By Tito Genova Valiente / E-mail: titovaliente@yahoo.com
F rom Galleria Duemila in Pasay City comes a a show bearing the title The Silence of J. The artist is Luis “Junyee” Lee.
The media release quotes Susan Sontag’s The Aesthetics of Silence, where the writer investigates how silence reconciles art’s function as a form of spirituality in an increasingly secular culture. Sontag writes, “The art of our time is noisy with appeals for silence. A coquettish, even cheerful nihilism. One recognizes the imperative of silence, but goes on speaking anyway.” According to Galleria Duemila, Junyee “attempts to estimate his ruminations on silence in The Silence of J, his solo exhibition wherein approximations of light, space and perspective are modified, diluted, to a conflicting, yet visually decisive, investigation on his very own aesthetics of silence.”

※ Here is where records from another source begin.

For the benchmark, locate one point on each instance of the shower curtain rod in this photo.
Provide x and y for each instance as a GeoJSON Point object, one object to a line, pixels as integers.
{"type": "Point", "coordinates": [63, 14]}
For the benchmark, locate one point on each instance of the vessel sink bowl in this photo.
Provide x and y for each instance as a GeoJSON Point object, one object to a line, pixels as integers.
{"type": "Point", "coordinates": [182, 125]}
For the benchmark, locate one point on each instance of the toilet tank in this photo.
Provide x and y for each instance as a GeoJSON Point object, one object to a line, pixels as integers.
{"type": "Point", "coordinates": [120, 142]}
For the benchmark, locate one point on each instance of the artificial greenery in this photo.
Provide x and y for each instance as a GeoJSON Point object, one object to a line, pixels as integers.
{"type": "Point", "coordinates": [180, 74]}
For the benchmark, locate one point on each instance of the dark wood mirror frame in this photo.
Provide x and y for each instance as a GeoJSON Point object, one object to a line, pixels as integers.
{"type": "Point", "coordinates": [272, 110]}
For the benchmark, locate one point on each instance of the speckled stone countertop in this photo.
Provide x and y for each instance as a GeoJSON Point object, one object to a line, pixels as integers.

The pieces are described thusly: “In The Silence of J, the walls are seamlessly hung with sparse four-sided woodworks, evocative reliefs made from sturdy jointed tongue-and-groove planks, whitewashed in ivory, snow and eggshell—tonal values that have determined the depth and perspective of Junyee’s muted permutations. Presenting a flowchart of processes and traces of quaintly discontinued paint job, he reveals the architectural and utilitarian qualities of the medium, while nondescript shapes—slivers of flaked-off paint and linear dents hint at a feeling of Fontana’s iconic post-object slashes. Much in the way in which his sparse compositions seemingly manifest as diagrams or blueprints of a utopian construct in the heady technological apocalypse of the now, silence makes perfect sense.”
Junyee pioneered installation-art and outdoor-installation festivals in the Philippines. He is the sole contemporary bamboo artist in the Asean region. He has won numerous awards and accolades, such as the Cultural Center of the Philippines’s 13 Artist Award in 1980, Grant Award-Israel Philippines Monument Design Competition for the Holocaust Memorial in 2007, UPAA Distinguished Alumni Award for Arts and Culture and Tanglaw ng Sining Award for Outstanding Alumnus of the University of the Philippines College of Fine Arts in 2013.
The exhibit runs from June 4 to 30 at Galleria Duemila on Loring Saint in Pasay City.
Also in June, ArtistSpace and Ysobel Art Gallery, in collaboration with the Rotary Club Makati West (RCMW) and Pedro Brewcrafters, present Surviving the Burning Fields, the solo exhibition of Tristram Miravalles.
According to the curator, the artist “paints a strange, dissonant and corrupt world and impresses on the idea of futility and unconsciously summons the idea of the absurd, where the pursuit for the meaning of life and the uncertainty of finding an answer is expressed in how his characters pine and struggle for a place and meaning in an irrational world.”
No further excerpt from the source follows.